|Jess (right) having fun with a client|
The Savannah I see every day is not so beautifully tinged. I see the homeless men who sleep on the steps of City Hall. I see the public housing units, crime-ridden with little police intervention, located two blocks from the expensive restaurants laden with well-dressed, beautiful people. I see the men and women twisting palm leaves into flowers and crosses, peddling them to the couples and families meandering along River Street. I continually look into the faces of the people, looking for the differences, trying to understand how their lives diverged so much. Drugs, alcohol, familial instability, poor work ethics, government hand-outs, lack of education – the reasons that are given for viewing people who are impoverished as less than human. What I strive to hear, though, is how similar we all are. Every day at St. Mary’s Community Center I am face-to-face with the very same men and women and children who live each day in poverty. I laugh with them, cry with them, thank them for their help, am thanked for my help, talk about consequential and inconsequential things, and form bonds and relationships.

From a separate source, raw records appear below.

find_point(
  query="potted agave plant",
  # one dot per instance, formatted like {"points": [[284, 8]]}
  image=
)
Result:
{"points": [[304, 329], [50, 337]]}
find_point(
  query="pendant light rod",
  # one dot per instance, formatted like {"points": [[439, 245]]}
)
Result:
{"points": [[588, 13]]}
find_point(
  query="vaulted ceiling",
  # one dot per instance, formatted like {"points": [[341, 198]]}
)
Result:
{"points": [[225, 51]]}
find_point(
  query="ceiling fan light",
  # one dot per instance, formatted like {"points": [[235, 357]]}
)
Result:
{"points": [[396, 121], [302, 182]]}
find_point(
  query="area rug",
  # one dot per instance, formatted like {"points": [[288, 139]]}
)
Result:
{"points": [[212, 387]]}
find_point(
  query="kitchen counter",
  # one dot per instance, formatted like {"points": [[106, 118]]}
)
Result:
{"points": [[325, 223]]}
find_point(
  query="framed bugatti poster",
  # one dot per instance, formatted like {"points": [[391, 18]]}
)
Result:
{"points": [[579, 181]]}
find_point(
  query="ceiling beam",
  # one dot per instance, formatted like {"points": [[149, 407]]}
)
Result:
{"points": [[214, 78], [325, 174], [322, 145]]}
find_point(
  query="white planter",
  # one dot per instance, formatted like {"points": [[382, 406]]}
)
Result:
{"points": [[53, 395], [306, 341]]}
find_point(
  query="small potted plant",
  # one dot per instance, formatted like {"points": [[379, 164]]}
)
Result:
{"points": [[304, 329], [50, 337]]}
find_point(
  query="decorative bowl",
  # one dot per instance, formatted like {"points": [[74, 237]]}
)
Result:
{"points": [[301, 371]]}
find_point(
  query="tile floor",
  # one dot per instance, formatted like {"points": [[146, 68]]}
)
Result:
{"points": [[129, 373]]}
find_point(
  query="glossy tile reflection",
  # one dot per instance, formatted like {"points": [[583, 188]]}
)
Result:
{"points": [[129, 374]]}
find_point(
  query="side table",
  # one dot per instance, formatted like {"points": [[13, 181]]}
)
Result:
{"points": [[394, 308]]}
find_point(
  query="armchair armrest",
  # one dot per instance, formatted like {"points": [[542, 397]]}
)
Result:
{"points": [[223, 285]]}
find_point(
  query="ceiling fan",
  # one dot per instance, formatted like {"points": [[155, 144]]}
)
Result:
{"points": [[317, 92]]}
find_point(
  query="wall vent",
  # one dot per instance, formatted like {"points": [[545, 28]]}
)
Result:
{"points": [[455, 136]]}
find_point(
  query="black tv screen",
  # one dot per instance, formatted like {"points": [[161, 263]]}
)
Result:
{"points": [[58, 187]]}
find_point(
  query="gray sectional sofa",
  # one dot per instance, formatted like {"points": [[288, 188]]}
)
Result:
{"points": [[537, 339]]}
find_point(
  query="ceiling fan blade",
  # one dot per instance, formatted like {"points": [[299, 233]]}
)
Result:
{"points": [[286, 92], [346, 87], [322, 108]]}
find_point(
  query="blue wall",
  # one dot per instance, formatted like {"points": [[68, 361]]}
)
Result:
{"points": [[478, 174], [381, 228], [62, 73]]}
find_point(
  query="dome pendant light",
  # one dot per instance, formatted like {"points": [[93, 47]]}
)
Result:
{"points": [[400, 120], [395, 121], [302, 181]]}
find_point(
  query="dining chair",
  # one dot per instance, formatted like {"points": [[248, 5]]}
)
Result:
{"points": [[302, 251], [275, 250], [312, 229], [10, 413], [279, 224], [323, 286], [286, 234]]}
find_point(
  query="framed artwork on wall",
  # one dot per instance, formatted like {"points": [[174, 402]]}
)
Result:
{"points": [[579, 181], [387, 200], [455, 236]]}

I have come to the conclusion that the overall prevailing mission of our Community Center, while not written on pamphlets or scrolled across the double doors, is to treat each person as a human being. I’m aware this sounds simple and idealistic and entirely too broad to make any practical, community-wide changes. But I think that may actually be the point. After being continually treated as a statistic, a number, a nameless and faceless member of some poorly-run system, wouldn’t it feel great to have someone look at you and respond, person-to-person? To make someone feel human again is not a trivial matter; society has become so desensitized to people living in poverty that we can walk by someone sleeping on the steps of a downtown building at 3 A.M. without looking back at them because it’s ‘normal.’ I could tell all the stories in the world about my past year, but it would take pages and pages to tell each individual’s story. I cannot tell one solitary story in hopes that my year, what I have seen and done, will be encompassed by it; every single day comes with its own stories. I am just grateful that there are people who still willfully share their stories with others, and I hope that we all start to listen.